Seit fast 25 Jahren ist die DDR Geschichte. Museen und Ausstellungsmacher sorgen dafür, dass sozialistische Lebenswirklichkeiten der Erinnerung nicht entgleiten. Die Ausstellungen unterscheiden sich jedoch: Wirbt das eine mit seiner Interaktivität, gibt sich das andere betont sachlich.

Von Isabel Fannrich-Lautenschläger | 03.10.2013
    "Also ein DDR-Museum ohne Trabi wäre irgendwie wie der Kaffee ohne Sahne. Das muss sein. Das wollen auch die Leute sehen und sich hier reinsetzen und sich fotografieren lassen. Das machen sie auch gerne."

    Stefan Wolle hat selber nie ein Auto besessen. Im "DDR Museum" an der Spree gegenüber vom Berliner Dom hat der wissenschaftliche Leiter seit 2006 den Alltag der DDR in anschaulichen Exponaten zusammengestellt.

    Soeben hat der Historiker sein dreibändiges Werk zu "Alltag und Herrschaft in der DDR" beendet. Neben "Aufbruch nach Utopia" über das Jahrzehnt des Mauerbaus liegt nun auch "Der große Plan" über die 1950er-Jahre auf dem Ladentisch. Der erste Band über die 80er, "Die heile Welt der Diktatur", zählt bereits zu den Standardwerken über die DDR - und hat die Ausstellung beeinflusst.

    "Jetzt kann man hier so hebeln und gucken, und hier schalten und alles Mögliche, was einem so Spaß macht an so einem Auto. Und kann sich amüsieren über die komische DDR, wo die Leute alle mit solchen Plaste-Autos rumgefahren sind."

    Würzt Wolle seine soliden populärwissenschaftlichen Bücher mit Witz und Ironie, treibt es das anschauliche "DDR Museum" für manchen Besucher zu weit: Dass man in dem Trabi virtuell fahren kann und dies auch noch Spaß macht, dafür erntet der Wissenschaftler bis heute Kritik: Die einen wollen nicht, dass die SED-Diktatur verharmlost wird, die anderen wehren sich dagegen, dass über die DDR gelacht wird.

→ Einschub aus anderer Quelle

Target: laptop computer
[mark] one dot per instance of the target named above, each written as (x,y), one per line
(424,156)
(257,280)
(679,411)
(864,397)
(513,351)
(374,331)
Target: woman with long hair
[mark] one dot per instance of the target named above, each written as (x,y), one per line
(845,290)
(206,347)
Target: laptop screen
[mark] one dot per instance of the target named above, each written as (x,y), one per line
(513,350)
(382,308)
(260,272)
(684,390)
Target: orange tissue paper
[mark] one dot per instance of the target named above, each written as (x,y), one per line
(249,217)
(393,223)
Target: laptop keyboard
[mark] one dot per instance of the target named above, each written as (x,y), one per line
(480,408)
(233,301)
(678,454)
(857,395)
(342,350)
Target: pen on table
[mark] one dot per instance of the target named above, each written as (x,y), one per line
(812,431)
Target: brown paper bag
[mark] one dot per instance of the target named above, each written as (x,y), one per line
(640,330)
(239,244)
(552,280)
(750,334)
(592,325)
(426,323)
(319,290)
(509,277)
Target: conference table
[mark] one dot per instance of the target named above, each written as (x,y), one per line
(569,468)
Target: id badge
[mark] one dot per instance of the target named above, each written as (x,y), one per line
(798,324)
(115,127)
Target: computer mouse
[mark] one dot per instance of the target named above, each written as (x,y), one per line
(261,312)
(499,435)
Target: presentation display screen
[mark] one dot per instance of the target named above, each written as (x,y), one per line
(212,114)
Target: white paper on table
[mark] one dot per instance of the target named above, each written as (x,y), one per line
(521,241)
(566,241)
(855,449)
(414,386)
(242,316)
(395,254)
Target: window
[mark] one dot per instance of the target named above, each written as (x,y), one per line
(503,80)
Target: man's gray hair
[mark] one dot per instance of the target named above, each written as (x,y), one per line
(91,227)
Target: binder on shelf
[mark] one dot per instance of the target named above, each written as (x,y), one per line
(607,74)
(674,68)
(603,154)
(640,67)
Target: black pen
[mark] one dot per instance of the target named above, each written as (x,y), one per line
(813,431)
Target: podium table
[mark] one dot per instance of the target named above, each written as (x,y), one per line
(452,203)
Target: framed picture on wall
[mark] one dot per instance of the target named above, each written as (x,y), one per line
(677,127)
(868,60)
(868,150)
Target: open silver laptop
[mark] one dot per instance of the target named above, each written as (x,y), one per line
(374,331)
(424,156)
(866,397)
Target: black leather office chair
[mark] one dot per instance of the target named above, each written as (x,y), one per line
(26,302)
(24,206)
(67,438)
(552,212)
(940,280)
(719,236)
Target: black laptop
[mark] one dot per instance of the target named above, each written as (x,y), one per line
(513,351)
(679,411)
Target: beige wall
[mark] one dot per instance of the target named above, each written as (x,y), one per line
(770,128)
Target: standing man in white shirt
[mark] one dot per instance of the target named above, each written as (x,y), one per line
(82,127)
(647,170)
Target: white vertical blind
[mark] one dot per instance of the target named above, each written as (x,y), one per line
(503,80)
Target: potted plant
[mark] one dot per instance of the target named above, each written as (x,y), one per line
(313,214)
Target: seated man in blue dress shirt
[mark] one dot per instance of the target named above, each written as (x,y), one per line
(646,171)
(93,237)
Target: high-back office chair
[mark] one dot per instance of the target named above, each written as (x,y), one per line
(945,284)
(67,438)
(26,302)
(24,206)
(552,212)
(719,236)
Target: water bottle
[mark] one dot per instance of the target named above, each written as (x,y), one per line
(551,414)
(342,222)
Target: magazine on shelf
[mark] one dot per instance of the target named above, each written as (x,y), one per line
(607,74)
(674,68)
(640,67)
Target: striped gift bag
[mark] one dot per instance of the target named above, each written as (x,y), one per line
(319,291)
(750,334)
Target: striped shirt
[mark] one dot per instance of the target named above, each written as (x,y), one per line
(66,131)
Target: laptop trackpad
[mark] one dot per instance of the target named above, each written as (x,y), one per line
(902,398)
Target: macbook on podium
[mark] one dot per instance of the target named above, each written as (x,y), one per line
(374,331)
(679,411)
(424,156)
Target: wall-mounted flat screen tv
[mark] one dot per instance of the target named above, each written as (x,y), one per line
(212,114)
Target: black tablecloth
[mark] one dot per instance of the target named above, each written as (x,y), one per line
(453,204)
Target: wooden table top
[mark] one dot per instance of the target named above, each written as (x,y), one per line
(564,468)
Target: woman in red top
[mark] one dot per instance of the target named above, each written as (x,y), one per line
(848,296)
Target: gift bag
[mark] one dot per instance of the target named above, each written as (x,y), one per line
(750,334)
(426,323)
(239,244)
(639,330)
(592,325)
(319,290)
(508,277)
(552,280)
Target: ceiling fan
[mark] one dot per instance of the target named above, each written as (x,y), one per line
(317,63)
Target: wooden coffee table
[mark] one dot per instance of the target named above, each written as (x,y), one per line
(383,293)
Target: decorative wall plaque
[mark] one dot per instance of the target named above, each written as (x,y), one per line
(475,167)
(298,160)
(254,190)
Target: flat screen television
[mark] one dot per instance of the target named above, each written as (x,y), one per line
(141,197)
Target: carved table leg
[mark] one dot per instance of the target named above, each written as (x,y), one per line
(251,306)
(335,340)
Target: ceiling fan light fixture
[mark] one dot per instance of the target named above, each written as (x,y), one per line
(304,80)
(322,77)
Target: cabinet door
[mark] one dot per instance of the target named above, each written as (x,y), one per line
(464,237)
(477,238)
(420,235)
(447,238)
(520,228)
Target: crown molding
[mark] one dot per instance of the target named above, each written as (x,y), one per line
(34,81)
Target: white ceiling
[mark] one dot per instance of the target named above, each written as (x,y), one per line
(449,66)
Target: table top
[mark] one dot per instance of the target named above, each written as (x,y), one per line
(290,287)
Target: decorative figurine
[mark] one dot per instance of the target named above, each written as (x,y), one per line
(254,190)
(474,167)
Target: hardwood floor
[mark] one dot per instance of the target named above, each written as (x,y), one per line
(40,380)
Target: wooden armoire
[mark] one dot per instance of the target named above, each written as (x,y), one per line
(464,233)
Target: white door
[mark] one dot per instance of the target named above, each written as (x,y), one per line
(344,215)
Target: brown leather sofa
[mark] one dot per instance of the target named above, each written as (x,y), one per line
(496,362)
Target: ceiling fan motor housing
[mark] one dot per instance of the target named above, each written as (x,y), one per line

    Die Frage, wie man sich dem Alltag in der DDR nähern soll, beschäftigt über die privaten Sammler und Liebhaber hinaus sowohl die Ausstellungsleiter öffentlicher Sammlungen als auch die Wissenschaftler eines noch jungen Forschungszweiges.

    Der Begriff selbst ist alles andere als klar, stellt Stefan Wolle fest. Beschreibt der Duden Alltag als das "gleichförmige tägliche Einerlei", will auch der Historiker nicht ein herausragendes Ereignis in den Mittelpunkt rücken, sondern: das morgendliche Aufstehen, zur Arbeit fahren, einkaufen, nach Hause fahren, Fernsehgucken. Ein Ausstellungsstück aus dem grauen Alltag der DDR ist das Mangeltagebuch von Ingeborg Lüdicke, Sachsen-Anhalt 1983:

    27.6: Bäuerliche Handelsgenossenschaft: Es gab Leitern. Riesige Schlangen
    20.7. Vergeblich nach Nägeln gefragt in Oranienbaum, Gossar, Gräfenhainichen, Wittenberg.


    Alltag, so scheint es, umfasst alles, was viele betrifft: Sich bilden und arbeiten, eine Familie gründen, wohnen und konsumieren, seinen Interessen nachgehen und Urlaub machen.

    Aus einer Sammlung von 200.000 Exponaten kondensiert das "DDR Museum" diesen Alltag als Geschichte zum Anfassen. Ein Konzept, mit dem sich das private Haus äußerst erfolgreich finanziert: Die Besucher drängeln sich zwischen den einer Plattenbausiedlung nachempfundenen Vitrinen. Sie ziehen hier eine Schublade auf und ideologisch durchsetzte Schulhefte hinaus, wühlen da in "Erichs Krönung", einem Mix aus Kaffeebohnen, Zuckerrüben und Zichorie. Im Küchenschrank taucht DDR-Geschirr, im Wohnzimmer die Antibabypille auf. Die Erläuterungen zum sozialistischen Alltag sind kurz - oder fehlen:

    Bauarbeiter:
    Ausbildung: Abschluss der zehnten Klasse, zweijährige Ausbildung, Gehalt 1988: 1110 bis 1370 Mark
    Chemikerin:
    Ausbildung: Abschluss der Erweiterten Oberschule 12. Klasse, Studium: 4 bis 5 Jahre. Gehalt: 1000 bis 1300 Mark


    Das DDR Museum in Berlin preist sich als eins der interaktivsten Museen der Welt
    Das DDR Museum in Berlin preist sich als eins der interaktivsten Museen der Welt (picture alliance / dpa / Matthias Balk)
    Nicht nur Spaß darstellen
    Das Haus preist sich selbst als eines der interaktivsten Museen der Welt. Es will nach eigener Aussage ermöglichen, "den Alltag in der DDR selbst zu erleben" - zum Beispiel im Original-Plattenbau-Wohnzimmer mit laufendem Fernseher und Durchreiche in die Küche. Hier soll das Leben der Mehrheit nachvollziehbar sein - nicht die individuelle Biografie.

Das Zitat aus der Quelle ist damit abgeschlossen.